It’s a fact that we, bad programmers, avoid the recursion as much as we can. Maybe it’s a practice you absorb when you program with imperative languages or, somehow you’re pushed to think about optimization (iterative algorithms are often faster than recursive ones) or you tell yourself that recursion produces code hard to read, to debug and to maintain, but the fact is that whenever you can apply loops (almost always) you do it.
That’s a pity, because a little at a time, you risk of getting rusty with the ability of thinking recursively. And what is thinking recursively but a strategy for breaking down a problem into smaller sub-problems easier to solve?
Clearly this kind of approach changes if you write code using languages like Haskell because rather than specifying how to compute something, you need to declare what something is.
So thanks to Haskell we can talk about Tool! And in particular about the title track of their beautiful album Lateralus.
black
then
white are
all I see
in my infancy
red and yellow then came to be
It is well known that Maynard James Keen is a genius, but this post is not about that (although it could!), so let’s count the syllables of the lines above. 1 1 2 3 5 8: Fibonacci sequence. Using Fibonacci sequence to talk about recursion is trivial, but it is the only way I could think for quoting Tool, and also it’s a good way to realize, that recursive functions can turn out to be more readable than iterative ones.
What we know about Fibonacci sequence is
Fib(0) = 0
Fib(1) = 1
Fib(n) = Fib(n - 1) + Fib(n - 2) for n > 1
Let’s focus on writing a function that takes as input a number n and returns the value of Fib(n). Just to keep the things simple, we can take for granted that the input will be always a number greater than or equal to zero, freeing us from input validation.
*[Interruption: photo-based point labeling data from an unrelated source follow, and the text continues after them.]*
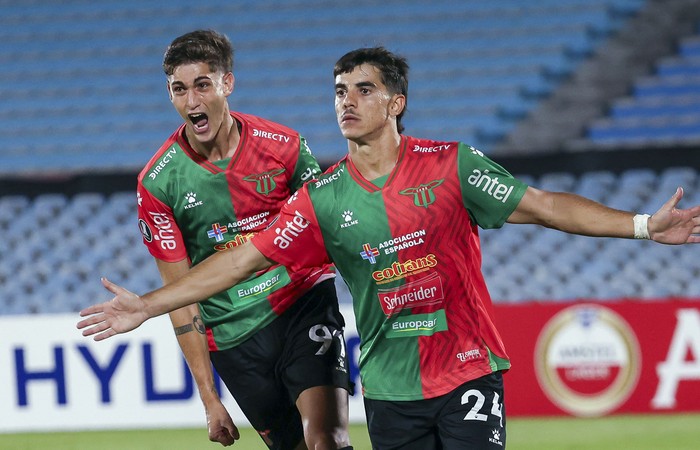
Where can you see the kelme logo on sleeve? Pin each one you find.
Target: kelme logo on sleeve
(265, 182)
(423, 194)
(417, 325)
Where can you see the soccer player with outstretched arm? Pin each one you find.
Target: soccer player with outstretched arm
(399, 216)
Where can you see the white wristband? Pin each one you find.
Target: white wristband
(641, 226)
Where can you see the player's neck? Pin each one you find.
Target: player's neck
(374, 159)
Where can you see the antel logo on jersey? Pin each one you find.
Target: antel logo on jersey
(166, 234)
(145, 231)
(285, 236)
(491, 186)
(587, 360)
(272, 136)
(423, 292)
(162, 163)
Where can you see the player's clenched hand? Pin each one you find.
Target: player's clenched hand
(670, 225)
(220, 425)
(123, 313)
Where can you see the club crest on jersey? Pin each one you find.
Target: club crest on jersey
(423, 194)
(217, 232)
(265, 182)
(369, 253)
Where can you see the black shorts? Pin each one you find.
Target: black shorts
(471, 416)
(302, 348)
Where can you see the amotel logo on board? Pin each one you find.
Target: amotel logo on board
(587, 360)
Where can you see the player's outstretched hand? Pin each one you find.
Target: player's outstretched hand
(670, 225)
(125, 312)
(220, 425)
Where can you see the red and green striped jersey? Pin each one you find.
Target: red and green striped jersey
(407, 246)
(190, 208)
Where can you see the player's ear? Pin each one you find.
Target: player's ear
(229, 82)
(170, 93)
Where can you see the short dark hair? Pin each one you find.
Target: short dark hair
(394, 70)
(205, 46)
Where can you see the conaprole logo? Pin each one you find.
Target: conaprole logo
(423, 194)
(265, 182)
(587, 360)
(191, 198)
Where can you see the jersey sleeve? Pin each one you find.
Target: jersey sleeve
(159, 230)
(306, 168)
(489, 193)
(294, 237)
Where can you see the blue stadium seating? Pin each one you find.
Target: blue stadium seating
(55, 248)
(663, 108)
(88, 92)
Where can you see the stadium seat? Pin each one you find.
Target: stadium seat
(106, 84)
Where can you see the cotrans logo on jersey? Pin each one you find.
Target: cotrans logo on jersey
(240, 239)
(402, 242)
(399, 270)
(293, 228)
(490, 185)
(423, 292)
(162, 163)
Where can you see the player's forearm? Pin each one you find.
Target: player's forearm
(215, 274)
(579, 215)
(572, 213)
(191, 337)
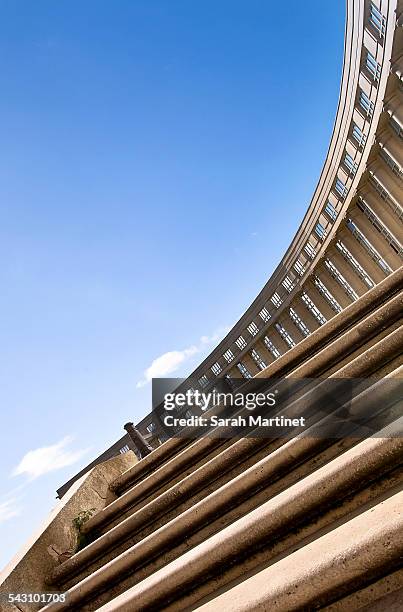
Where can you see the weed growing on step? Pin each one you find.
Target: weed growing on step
(78, 523)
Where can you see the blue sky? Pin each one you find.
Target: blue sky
(156, 159)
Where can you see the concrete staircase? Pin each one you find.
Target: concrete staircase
(262, 524)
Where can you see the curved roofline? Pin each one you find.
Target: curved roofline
(353, 44)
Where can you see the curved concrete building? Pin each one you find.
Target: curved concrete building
(351, 237)
(245, 524)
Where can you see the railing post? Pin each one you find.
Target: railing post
(139, 441)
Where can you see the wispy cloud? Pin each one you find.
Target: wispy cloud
(8, 509)
(169, 362)
(46, 459)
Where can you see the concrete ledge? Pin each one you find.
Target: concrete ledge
(27, 571)
(352, 470)
(272, 467)
(313, 576)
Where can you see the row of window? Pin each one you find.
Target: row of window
(373, 253)
(379, 226)
(336, 274)
(386, 196)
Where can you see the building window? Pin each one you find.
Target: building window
(358, 136)
(334, 272)
(321, 287)
(385, 195)
(151, 428)
(396, 126)
(244, 370)
(288, 284)
(276, 299)
(285, 335)
(257, 359)
(391, 162)
(271, 348)
(331, 211)
(358, 269)
(253, 329)
(265, 315)
(203, 381)
(360, 237)
(309, 250)
(299, 268)
(366, 103)
(314, 310)
(298, 322)
(320, 231)
(340, 188)
(240, 342)
(380, 227)
(230, 381)
(372, 66)
(377, 20)
(350, 163)
(216, 368)
(229, 356)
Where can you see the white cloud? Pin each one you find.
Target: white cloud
(8, 509)
(48, 458)
(169, 362)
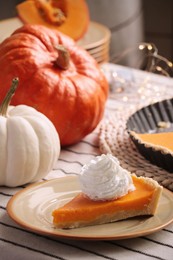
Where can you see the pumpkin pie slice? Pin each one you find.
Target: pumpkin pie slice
(82, 211)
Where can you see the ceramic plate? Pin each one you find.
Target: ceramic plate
(96, 35)
(32, 207)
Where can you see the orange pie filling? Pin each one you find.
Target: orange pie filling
(82, 211)
(161, 141)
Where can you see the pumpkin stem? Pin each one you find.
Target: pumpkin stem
(6, 102)
(63, 59)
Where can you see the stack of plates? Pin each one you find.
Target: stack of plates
(97, 42)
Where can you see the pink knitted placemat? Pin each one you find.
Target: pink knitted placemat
(114, 139)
In our ardour of avoiding recursion, we, bad programmers, are perfectly able to write something like this
function fib(int $number): int
{
$sequence = [0, 1];
for ($i = 2; $i <= $number; $i++) {
$previousNumber = $sequence[$i-1];
$previousPreviousNumber = $sequence[$i-2];
$sequence[$i] = $previousNumber + $previousPreviousNumber;
}
return $sequence[$number];
}
also because PHP (in this case) or other imperative languages, allow us to do it.
It’s not bad, and it works, but, the code above is really that readable? Maybe… an array containing the first two numbers represents the sequence, is filled with the following numbers through a loop that stops only when the target number is reached and at the end that number is taken from the sequence.
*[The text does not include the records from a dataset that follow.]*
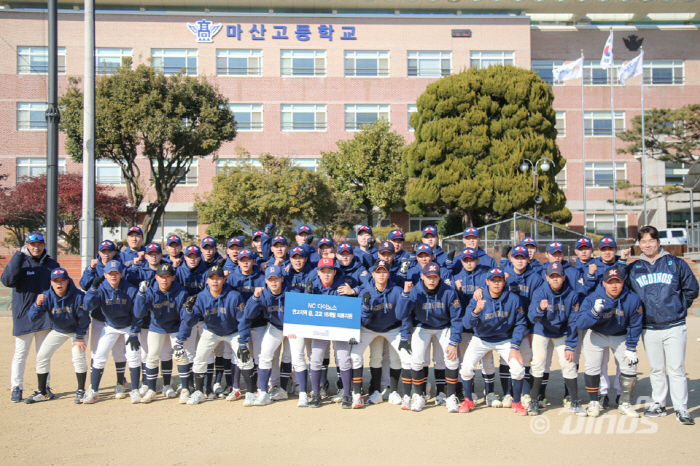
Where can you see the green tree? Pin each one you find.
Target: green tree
(276, 192)
(366, 168)
(473, 130)
(141, 113)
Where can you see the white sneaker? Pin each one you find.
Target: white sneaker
(196, 398)
(395, 398)
(148, 397)
(303, 400)
(262, 399)
(375, 398)
(119, 392)
(168, 392)
(249, 399)
(452, 404)
(135, 396)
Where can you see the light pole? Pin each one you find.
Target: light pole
(544, 164)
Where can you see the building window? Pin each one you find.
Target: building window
(108, 60)
(358, 115)
(364, 63)
(545, 69)
(31, 116)
(35, 60)
(35, 167)
(599, 124)
(303, 62)
(424, 64)
(239, 62)
(602, 224)
(248, 116)
(594, 75)
(599, 174)
(303, 117)
(663, 72)
(173, 61)
(481, 60)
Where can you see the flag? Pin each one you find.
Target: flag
(606, 59)
(573, 70)
(631, 69)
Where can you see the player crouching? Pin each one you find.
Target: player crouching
(499, 324)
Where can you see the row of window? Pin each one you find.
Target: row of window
(357, 63)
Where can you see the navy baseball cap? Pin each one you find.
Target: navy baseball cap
(59, 273)
(108, 245)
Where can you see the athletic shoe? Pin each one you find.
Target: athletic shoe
(493, 401)
(452, 404)
(466, 406)
(684, 418)
(593, 409)
(519, 409)
(196, 398)
(135, 396)
(395, 398)
(168, 392)
(119, 392)
(418, 403)
(277, 394)
(234, 395)
(357, 401)
(90, 397)
(577, 409)
(262, 399)
(655, 410)
(508, 401)
(375, 398)
(303, 400)
(627, 410)
(149, 396)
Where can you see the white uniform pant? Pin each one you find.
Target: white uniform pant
(476, 351)
(19, 360)
(421, 339)
(51, 343)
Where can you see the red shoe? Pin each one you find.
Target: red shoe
(519, 409)
(467, 405)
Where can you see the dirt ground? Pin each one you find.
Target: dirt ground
(219, 432)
But what about thinking recursively? I mean, again using PHP. Take a look at the function below
function fib(int $number): int
{
switch ($number) {
case 0:
return 0;
case 1:
return 1;
default:
return fib($number-1) + fib($number-2);
}
}
It isolates the two base cases (Fib(0) and Fib(1)) and for the other numbers, applies the recursion. This solution is far more readable than the previous one, isn’t it?
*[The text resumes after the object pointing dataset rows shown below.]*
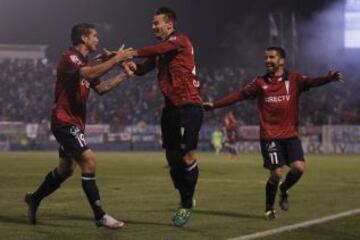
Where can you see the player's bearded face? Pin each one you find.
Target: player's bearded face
(273, 61)
(92, 40)
(161, 27)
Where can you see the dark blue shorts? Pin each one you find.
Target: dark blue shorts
(278, 152)
(72, 141)
(180, 127)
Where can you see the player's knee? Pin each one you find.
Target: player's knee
(298, 168)
(174, 157)
(189, 158)
(276, 175)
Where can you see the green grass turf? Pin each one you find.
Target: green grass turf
(137, 188)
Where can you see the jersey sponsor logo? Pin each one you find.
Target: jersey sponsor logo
(75, 59)
(85, 83)
(281, 98)
(196, 83)
(287, 86)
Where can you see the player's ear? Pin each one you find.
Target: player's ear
(282, 61)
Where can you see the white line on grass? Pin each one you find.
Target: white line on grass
(297, 225)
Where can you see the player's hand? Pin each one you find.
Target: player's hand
(124, 54)
(129, 67)
(106, 55)
(208, 106)
(336, 75)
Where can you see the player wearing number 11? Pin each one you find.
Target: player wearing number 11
(277, 93)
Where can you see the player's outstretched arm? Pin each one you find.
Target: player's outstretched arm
(332, 76)
(108, 85)
(336, 75)
(91, 72)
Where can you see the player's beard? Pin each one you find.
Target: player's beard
(270, 68)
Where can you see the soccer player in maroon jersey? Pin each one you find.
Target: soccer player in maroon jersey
(75, 76)
(182, 115)
(277, 94)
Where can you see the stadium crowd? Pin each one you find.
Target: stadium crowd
(27, 95)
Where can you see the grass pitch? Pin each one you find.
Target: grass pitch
(137, 188)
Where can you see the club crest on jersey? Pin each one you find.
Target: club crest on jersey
(85, 83)
(173, 38)
(75, 59)
(271, 147)
(74, 130)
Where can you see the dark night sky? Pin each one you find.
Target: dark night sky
(222, 31)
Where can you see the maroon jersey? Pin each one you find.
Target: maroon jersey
(277, 100)
(71, 91)
(174, 59)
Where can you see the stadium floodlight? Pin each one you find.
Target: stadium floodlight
(352, 24)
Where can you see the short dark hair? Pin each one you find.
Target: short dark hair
(169, 13)
(279, 50)
(79, 30)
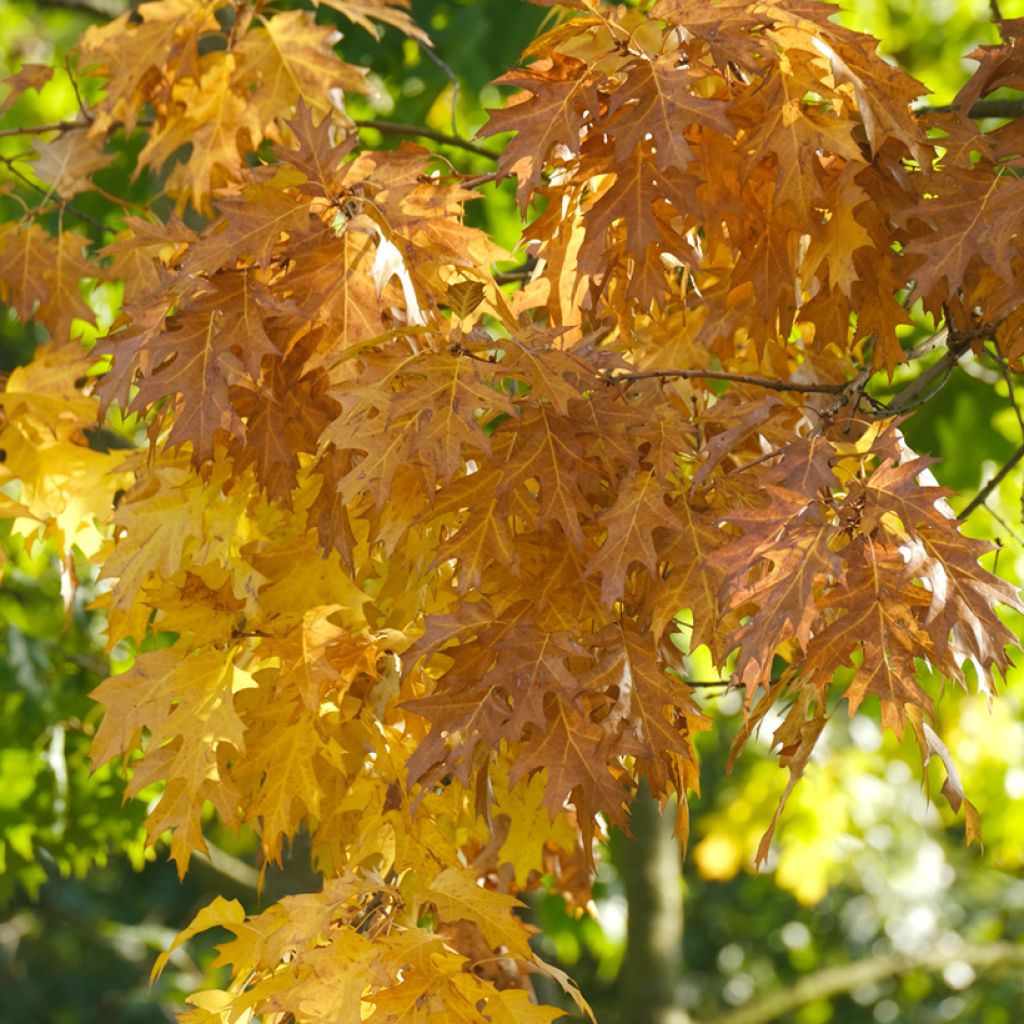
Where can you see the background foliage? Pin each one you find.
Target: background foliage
(854, 877)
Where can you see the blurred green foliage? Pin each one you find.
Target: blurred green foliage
(864, 864)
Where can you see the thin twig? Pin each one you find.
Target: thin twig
(396, 128)
(60, 126)
(1009, 378)
(723, 375)
(451, 76)
(78, 95)
(1003, 522)
(982, 109)
(61, 204)
(982, 496)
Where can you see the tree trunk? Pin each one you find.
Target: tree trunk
(653, 962)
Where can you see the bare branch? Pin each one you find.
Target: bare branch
(415, 131)
(982, 109)
(767, 383)
(59, 126)
(982, 496)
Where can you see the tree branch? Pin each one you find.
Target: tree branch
(982, 109)
(982, 496)
(60, 126)
(835, 980)
(723, 375)
(415, 131)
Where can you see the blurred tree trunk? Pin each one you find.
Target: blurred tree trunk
(653, 962)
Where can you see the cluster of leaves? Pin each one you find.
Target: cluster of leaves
(419, 546)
Of course, it could have been written with if()/else if()/else statements too, but it would be less comparable to Haskell.
So, let’s move on to Haskell!
fib :: Int -> Int
fib 0 = 0
fib 1 = 1
fib n = fib (n-1) + fib (n-2)
Leaving aside the type signature (that simply tells that the function fib takes an integer as input and returns an integer), it’s amazing how stylish the syntax is. Unmistakable, straight to the point.
Another straightforward example is n!, that is factorial numbers. What we know is:
n! = 1 for n = 0
n! = n*(n-1)! for n ≥ 1
Now, in Haskell, we can simply write something like that
factorial :: Int -> Int
factorial 0 = 1
factorial n = n * factorial (n-1)
Could it be more readable? I doubt it.